Verslag vergadering Commissie voor Welzijn, Volksgezondheid, Gezin en Armoedebestrijding
Verslag
De heer Vaneeckhout heeft het woord.
Minister, ik vond dit ten eerste inderdaad actueel genoeg gezien de nieuwsberichten die gaan over het debat dat we hier soms voeren over de commerciële woonzorgcentra en de impact ervan op het beleid en omgekeerd. Ten tweede denk ik dat het ook wel belangrijk is om hierin een stuk transparantie te geven. Het gaat voor één keer niet over Orpea maar over Armonea waarover we de voorbije jaren – collega’s, even ter herinnering – toch ook wel af en toe zorgwekkende signalen hebben gehoord over situaties die zich in die woonzorgcentra voordeden.

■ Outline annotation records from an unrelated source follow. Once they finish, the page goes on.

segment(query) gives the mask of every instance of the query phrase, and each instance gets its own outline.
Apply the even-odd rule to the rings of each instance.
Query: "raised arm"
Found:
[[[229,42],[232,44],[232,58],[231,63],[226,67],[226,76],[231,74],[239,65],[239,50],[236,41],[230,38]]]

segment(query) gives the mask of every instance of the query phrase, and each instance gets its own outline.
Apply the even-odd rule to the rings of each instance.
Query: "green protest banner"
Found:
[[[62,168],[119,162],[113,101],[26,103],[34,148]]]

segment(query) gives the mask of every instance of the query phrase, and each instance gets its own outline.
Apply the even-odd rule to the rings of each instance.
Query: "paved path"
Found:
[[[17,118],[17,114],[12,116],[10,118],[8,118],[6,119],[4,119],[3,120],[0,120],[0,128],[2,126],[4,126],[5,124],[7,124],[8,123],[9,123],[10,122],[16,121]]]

Vandaag gaat het niet over wat er specifiek in die woonzorgcentra gebeurt, minister, maar over financiële participaties die er in het verleden geweest zijn. Op 4 juni 2020 maakte een gereglementeerde vastgoedvennootschap (GVV), Care Property Invest, een ‘share deal’ bekend waarbij het voor 86,9 miljoen euro 100 procent van de aandelen in de nv Zorginfra overnam van DG Infra Yield, en op die manier eigenaar – het klinkt complex, collega’s, en dat is het ook – werd van drie woonzorgcentra, Keymolen in Lennik, De Wand in Laken en Westduin in Westende, die alle drie uitgebaat worden door de commerciële woonzorggroep Armonea.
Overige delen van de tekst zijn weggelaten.